MLNews

Realistic audio generation for silent videos

Get ready to start a journey where silence speaks words and technology brings calm to life. Prepared to be amazed by the power of audio in silence like you’ve never seen before. The AI researchers involved in the research of this work are Matthew Martel and Jackson Wagner.

Creating realistic audio effects for films and other forms of media is a difficult task. Right now, the primary method they employ is known as Foley art, in which trained artists produce sounds using everyday materials such as boxing gloves or shattered glass, which are then synced with the video to create fascinating audio tracks.

In this project, they’re attempting something similar, but with the assistance of deep learning. Rather than using objects that are real, they intend to teach a computer model to observe the film and generate realistic sounds to go with it. they believe this is achievable because of recent advances in combining realistic audio from many sources, such as using Wavenet with text commands. This model is divided into two parts: video encoders and a sound generator. The researchers employ a SampleRNN architecture for their sound generator.

Generating realistic audio for silent videos

Related work with realistic audio generation

Audio generation:

Audio-generating techniques have advanced significantly in recent years. In 2016, van den Oord et al. published “WaveNet: A Generative Model for Raw Audio,” which described a deep neural network architecture for generating raw audio waveforms that generated state-of-the-art results when applied to the text-to-speech task. Verma and Chafe show in their 2021 work, “A Generative Model for Raw Audio Using Transformer Architectures,” that a transformer design can be useful in creating audio at the waveform level. In this study, they use both of these discoveries to inform systems for waveform creation from silent video.

Video interpretation:

This work is additionally affected by advances in video interpretation technologies. “CLIP4Caption: CLIP for Video Caption,” a study published in 2021, explains how to caption videos. Tang et al. present a method for video captioning that makes use of a CLIP-enhanced video-text matching network. This method has been demonstrated to be helpful in encouraging the model to learn video aspects that are highly linked with text for text production. Similarly, for the realistic audio production assignment, the models we construct will need to learn video aspects that are significantly connected with audio.

realistic audio generation of piano and guitar

Prior Audio from video work:

This work is not the first to create an audio-from-video approach.

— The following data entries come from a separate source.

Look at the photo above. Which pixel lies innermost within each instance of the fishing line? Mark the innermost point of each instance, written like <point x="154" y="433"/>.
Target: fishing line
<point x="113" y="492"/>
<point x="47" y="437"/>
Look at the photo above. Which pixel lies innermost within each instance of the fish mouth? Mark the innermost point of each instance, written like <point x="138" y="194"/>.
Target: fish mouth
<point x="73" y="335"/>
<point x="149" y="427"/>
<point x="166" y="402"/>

Zhou et al. present a technique for producing realistic audio for movies from the visual environment in their 2018 publication, “Visual to Sound: Generating Natural Sound for Videos in the Wild.” The method approaches audio production as a conditional generation problem.

Realistic Audio for silent video model

Creating realistic waveforms from a visual context is beneficial for a variety of creative media jobs, such as creating soundtracks for animated films or improving realistic audio effects for live-action films. However, the task is difficult for a variety of reasons.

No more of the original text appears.